In most European countries, the holiday season is about to start. For many people this is also the time of the year they will travel abroad and discover new places. When travelling abroad it might require you to speak another language than your mother tongue. Which country in Europe would be able to speak most foreign languages?
The European Union publishes Open Data for each country on how many different languages are learned per pupil in secondary education, both at lower and upper level (ISCED level 2 and ISCED level 3, read more about the levels here). The number is obtained by dividing the total number of pupils learning a foreign language by the number of pupils at that level. A foreign language is defined as follows by the European Union: "A foreign language is recognised as such in the curriculum or other official document relating to education in the country. Irish, Luxembourgish and regional languages are excluded, although provision may be made for them in certain Member States. Allowing for exceptions, when one of the national languages is taught in schools where it is not the teaching language, it is not considered as a foreign language." The number of languages taught in upper secondary schools can be found in the table below.

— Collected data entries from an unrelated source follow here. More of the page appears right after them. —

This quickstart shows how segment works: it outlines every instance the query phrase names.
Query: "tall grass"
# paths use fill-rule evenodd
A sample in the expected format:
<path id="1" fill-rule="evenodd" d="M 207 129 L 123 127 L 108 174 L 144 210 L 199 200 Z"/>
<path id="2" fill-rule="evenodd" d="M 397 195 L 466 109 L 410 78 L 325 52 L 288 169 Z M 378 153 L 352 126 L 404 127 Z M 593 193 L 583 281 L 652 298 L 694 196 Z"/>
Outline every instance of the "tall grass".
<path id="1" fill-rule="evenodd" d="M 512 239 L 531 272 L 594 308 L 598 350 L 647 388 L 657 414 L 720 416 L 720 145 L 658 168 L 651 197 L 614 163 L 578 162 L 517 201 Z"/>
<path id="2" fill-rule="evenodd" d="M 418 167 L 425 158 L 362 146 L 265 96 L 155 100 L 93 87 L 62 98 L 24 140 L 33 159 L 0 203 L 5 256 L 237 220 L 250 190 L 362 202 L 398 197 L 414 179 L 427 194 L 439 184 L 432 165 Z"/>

Note that some of the larger countries, such as Spain and the UK, are missing. Unfortunately their data was missing from the data set used to calculate this table. Looking at the results, one can conclude that Luxembourg is the country where most languages are learned during secondary upper education. An explanation for this can found in the fact that Luxembourg has three official languages, French, German and Luxembourgish. Although, as explained earlier, Luxembourgish does not count as an official language in the data set.